Much to the delight (and relief) of those who fancy watching sensible cinema, the days of a “hero” single-handedly beating up hundreds of villains, rescuing the heroine, serving the society are gradually, but surely coming to an end. This change can primarily be attributed to a smarter generation of audience who are no longer blindly following superstars, but are rather willing to spend on tickets to watch a well-thought-out movie – speaking of which reminds of the awe-inspiring experience I had watching Shubh Mangal Zyada Saavdhan.
Ayushman seems to have found the success formula, making a lead appearance in some of last year’s most well-received films such as Article 15 and one of my favorites, Dream Girl. The actor has nerves of steel as he seems to be accepting roles that most leading Bollywood actors would not be comfortable with. This ballsy attitude has paid off for Khurana as he won two consecutive Filmfare Critics Award for Best Actor for playing a visually impaired pianist in Andhadhun and an honest cop in Article 15, and the National Film Award for Best Actor for the former.
Shubh Mangal Zyada Saavdhan revolves around Aman Tripathi (played by Jitendra Kumar) and Kartik Singh (played by Ayushmann Khurranna) who find true love in Delhi. As their relationship is secretly evolving, Kartik decides to go back to Allahabad and convince Aman’s parents for their approval, despite knowing about their orthodox nature.
Kartik comes out to his family as a teenager and as expected, faces the wrath of his ‘lohar’ father. He isn’t a stranger to being judged or ridiculed, but Aman, on the other hand, simply dreads confronting his family. Kartik never gives up hoping that his love for Aman will eventually melt the hearts of Tripathais, Aman believes the chances of that happening are next to impossible!
The romantic comedy starts with Aman and Kartik chasing a train to Allahabad, where they are slated to face an uphill battle with Aman’s family. Writer-director Hitesh Kewalya has justified the time he takes to build up the drama, which triggers after a steamy make-out session between the couple.

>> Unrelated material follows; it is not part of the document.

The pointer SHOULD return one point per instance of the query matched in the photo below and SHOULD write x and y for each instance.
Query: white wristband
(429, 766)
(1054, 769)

Aman is expected to repay the debt of his ‘father’s sperm’ by agreeing to marry Kusum (played by Pankhuri Awasthy). While the characters are well-stitched into the narrative, my favorite was the smooth-talking, careless Kartik, played by Ayushmann Khuranna. Jitendra Kumar’s depiction of docile Aman is praiseworthy as well. Unlike Ayushmann, who steals the limelight with his infectious energy, Jitendra balances the infectious energy with his poker-faced humor.
Other notable supports casts include Maanvi Gagroo, who plays Goggle (a.k.a. Rajini), a 27-year-old girl desperately waiting to get married. Gajraj Rao portrays the role of a failed scientist and dominating patriarch, yet funny every time the situation demands. Neena Gupta delivers some of the most hilarious punch lines and showcases a small-town mentality to a T.
The film delivers a social message in the form of a comedy; however, it remains to be seen whether or not it can trigger a conversation about gay love in two-tier cities – that’s highly unlikely, in my opinion. The songs in SMZS are less, but catchy with the legend Bappi Lahiri making an appearance in the concluding song.